On ne naît pas femme, on le devient

Na década de 1960, minha mãe cursava o ensino médio do Estadual Central em Belo Horizonte e, em meio a toda a agitação da época, mudou de nome. Abandonou o romântico "Senhorinha" com que foi batizada e adotou "Simone", influenciada, em parte, pelas leituras da obra de Simone de Beauvoir.

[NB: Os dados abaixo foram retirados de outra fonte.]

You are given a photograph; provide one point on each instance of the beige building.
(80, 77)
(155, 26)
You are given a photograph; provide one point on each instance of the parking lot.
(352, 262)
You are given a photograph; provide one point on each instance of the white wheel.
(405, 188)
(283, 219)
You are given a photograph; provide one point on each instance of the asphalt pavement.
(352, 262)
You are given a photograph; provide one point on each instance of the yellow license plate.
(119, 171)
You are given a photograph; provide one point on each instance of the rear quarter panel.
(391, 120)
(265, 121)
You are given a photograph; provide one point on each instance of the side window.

Desde pequena eu ouvia essa história e tinha cá para mim que Simone de Beauvoir era uma filósofa francesa que escrevia sobre casamento, divórcio, mulher e outros assuntos que, até então, não me despertavam o menor interesse. Minha relação com Simone de Beauvoir era assim: ela na estante e eu lá fora, descendo a rua no carrinho de rolimã. Até que tentei ler alguma coisa aos catorze anos, mas não passei da primeira página. Enfadonho. Chato. Foram as primeiras ― e tolas ― impressões sobre o que viria a ser um marco na minha vida anos mais tarde.

Até pouco tempo achava muito sacal discutir "a condição feminina". Talvez porque não parava para prestar atenção àquilo que me torna parte deste universo tão pouco compreendido. O fato é que a leitura de O segundo sexo, de Simone de Beauvoir, representou uma sacudida na minha essência, ou como disse Mia Couto em relação a sua primeira leitura de Grande Sertão: Veredas, de Guimarães Rosa, um terremoto.

Escrito há quase 60 anos, O segundo sexo ainda é um livro muito atual e bem que merecia uma edição comemorativa neste centenário de nascimento da autora. Dividido em dois volumes, o primeiro é mais teórico e trata dos mitos e de toda uma simbologia em torno do elemento feminino.

Já o segundo volume deveria ser livro de cabeceira de muita gente: tanto de mulheres quanto de homens que reclamam que não as entendem. Dividido em várias partes, é mais didático ao analisar a trajetória da mulher desde a infância até a maturidade. Ali estão descritas todas as angústias e a dubiedade próprias ao universo feminino e que estão fundamentadas na criação diferenciada que as mulheres recebem e na constituição física e biológica que as moldam.

Simone de Beauvoir analisa como ninguém o modelo tradicional de educação que incentiva os meninos a se aventurarem, serem ousados e brigarem, enquanto delega às meninas o recato, a passividade e a exigência da beleza. Por meio dessa análise, homens e mulheres passam a entender melhor o estrago social que perpetuamos por aí e os clichês que acabam tendo algum fundamento, como a idéia de que mulher inteligente afugenta os homens ou que é preciso fingir-se de burra para que o homem não se sinta inútil.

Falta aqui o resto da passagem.